Our estimate for the average sleep time \(\theta = \mathbb EX\) will be the plug-in estimator \(\theta^* \mathbb E_*X^*\), which, as we have discussed before, is the sample mean \(\theta^* = \overline{X}\).

estimate <- mean(sleep)
estimate

[1] 6.878955

This is a bit under 7 hours.

But we should check whether our estimator is likely to be biased or not. How can we estimate the bias (in order to check it’s close to 0)? Well, the bias is, of course, \[ \operatorname{bias}(\theta^*) = \mathbb E(\theta^*) - \theta . \] How will we estimate each of those terms. Well, we’ve already estimated the second term \(\theta\) by \(\theta^* = 6.8790\). And the first term, we have just discussed how to estimate that using bootstrapping.

Here our estimator/statistic is using all \(m\) pieces of data so, in our previous notation, \(n\) and \(m\) are the same: we will take \(n = 1991\) samples from our \(m = 1991\) pieces of data. Note that these are sampling with replacement, so we’re not just getting the same thing every time.

set.seed(3)
boots <- 1e5
bootests <- rep(0, boots)
for (k in 1:boots) {
  resample <- sample(sleep, m, replace = TRUE)
  bootests[k] <- mean(resample)
}
est_exp <- mean(bootests)
est_exp

[1] 6.878924

This typically comes out as very close to the original estimate. With the seed set as 3 for reproducibility, we get 6.8795. So our estimate of the bias is \[ \widehat{\operatorname{bias}}(\theta^*) = \widehat{\mathbb E(\theta^*)} - \theta^* = 6.8795 - 6.8790 = 0.0005 .\]

Note here that we are the bias \[ \operatorname{bias}(\theta^*) = \mathbb E(\theta^*) - \theta \] is estimated by \[ \widehat{\operatorname{bias}}(\theta) = \widehat{\mathbb E(\theta^*)} - \theta^*\] In the first, true, expression, \(\theta^*\) is playing the role of the estimator in the first term on the right-hand side; but in the second, estimated, expression, \(\theta^*\) is playing the role of (the estimate of) the true value in the second term on the right-hand side.

On this occasion our estimator turned out to be unbiased – or at least extremely close to unbiased.

But had we found some bias, it is often preferable to improve our estimator by removing that bias. Our refined, or “debiased”, estimator would be \[ \theta^* - \widehat{\operatorname{bias}}(\theta) = \theta^* - \Big(\widehat{\mathbb E(\theta^*)} - \theta^*\Big) = 2\theta^* - \widehat{\mathbb E(\theta^*)} . \]
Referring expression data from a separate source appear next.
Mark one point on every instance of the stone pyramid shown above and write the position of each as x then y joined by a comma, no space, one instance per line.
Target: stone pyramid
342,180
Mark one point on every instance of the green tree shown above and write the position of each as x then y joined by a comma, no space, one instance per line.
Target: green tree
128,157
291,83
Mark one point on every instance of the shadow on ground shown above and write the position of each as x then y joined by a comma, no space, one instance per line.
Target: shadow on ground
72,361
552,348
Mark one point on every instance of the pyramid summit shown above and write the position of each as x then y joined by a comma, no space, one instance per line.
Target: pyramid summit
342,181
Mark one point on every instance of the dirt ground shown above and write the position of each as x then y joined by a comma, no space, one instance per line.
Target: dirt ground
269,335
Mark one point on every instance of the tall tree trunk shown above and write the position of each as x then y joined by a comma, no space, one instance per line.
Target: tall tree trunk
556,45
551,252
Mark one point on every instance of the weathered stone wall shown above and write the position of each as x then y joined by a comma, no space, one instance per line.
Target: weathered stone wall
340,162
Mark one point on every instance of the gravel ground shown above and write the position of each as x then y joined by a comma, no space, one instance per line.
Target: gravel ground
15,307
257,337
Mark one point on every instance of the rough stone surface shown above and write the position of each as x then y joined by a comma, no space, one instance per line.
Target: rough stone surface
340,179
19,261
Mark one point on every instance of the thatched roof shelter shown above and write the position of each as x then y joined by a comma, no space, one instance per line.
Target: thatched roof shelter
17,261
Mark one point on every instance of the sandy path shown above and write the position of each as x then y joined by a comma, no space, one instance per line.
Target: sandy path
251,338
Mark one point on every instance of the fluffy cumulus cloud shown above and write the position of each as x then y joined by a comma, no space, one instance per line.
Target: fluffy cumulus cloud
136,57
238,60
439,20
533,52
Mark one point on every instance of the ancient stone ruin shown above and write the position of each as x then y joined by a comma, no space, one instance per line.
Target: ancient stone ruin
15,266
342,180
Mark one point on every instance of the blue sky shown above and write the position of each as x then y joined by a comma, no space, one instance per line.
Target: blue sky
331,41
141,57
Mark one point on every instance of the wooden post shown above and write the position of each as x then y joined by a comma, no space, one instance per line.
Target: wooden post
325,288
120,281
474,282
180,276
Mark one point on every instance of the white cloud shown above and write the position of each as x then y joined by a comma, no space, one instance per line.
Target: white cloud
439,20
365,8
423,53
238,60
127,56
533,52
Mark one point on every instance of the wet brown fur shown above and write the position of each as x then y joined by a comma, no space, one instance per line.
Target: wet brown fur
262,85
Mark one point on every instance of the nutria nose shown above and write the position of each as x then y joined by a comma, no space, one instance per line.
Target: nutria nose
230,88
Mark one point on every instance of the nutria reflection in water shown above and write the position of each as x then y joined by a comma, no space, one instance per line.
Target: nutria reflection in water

26.4 Bootstrap estimation of variance and intervals

What about the error in our estimator? We measure that through the variance, because the variance equals the mean-square error for an unbiased estimator. (For a biased estimator, the MSE is the bias-square plus the variance – remember s@thm-MSE-bias a long time ago). Again, we can use the bootstrap.

Example 26.3 We continue the sleep example.

var(bootests)

[1] 0.0008780489

This is 0.09, which is a pretty good estimate for the variance.

However, this sample variance is calculated as \[ S^2 = \frac{1}{B-1} \sum_{k=1}^B \big(T^*_k - \overline{T^*}\big)^2 . \] But it’s a bit strange to be looking at squared-difference from \(\overline T^*\), a Monte Carlo-like estimate of \(\theta\), when we have the plug-in estimate \(\theta^*\) available, which we would think is better. So preferable to use is \[ \frac{1}{B-1} \sum_{k=1}^B \big(T^*_k - \theta^*\big)^2 . \] Here, this is the following

(1 / (boots - 1)) * sum((bootests - estimate)^2)

[1] 0.0008780498

In this case, with plenty of samples and well-behaved data, this is identical to 6 decimal places. But on other occasions, with fewer samples and weirder data, it could be an improvement.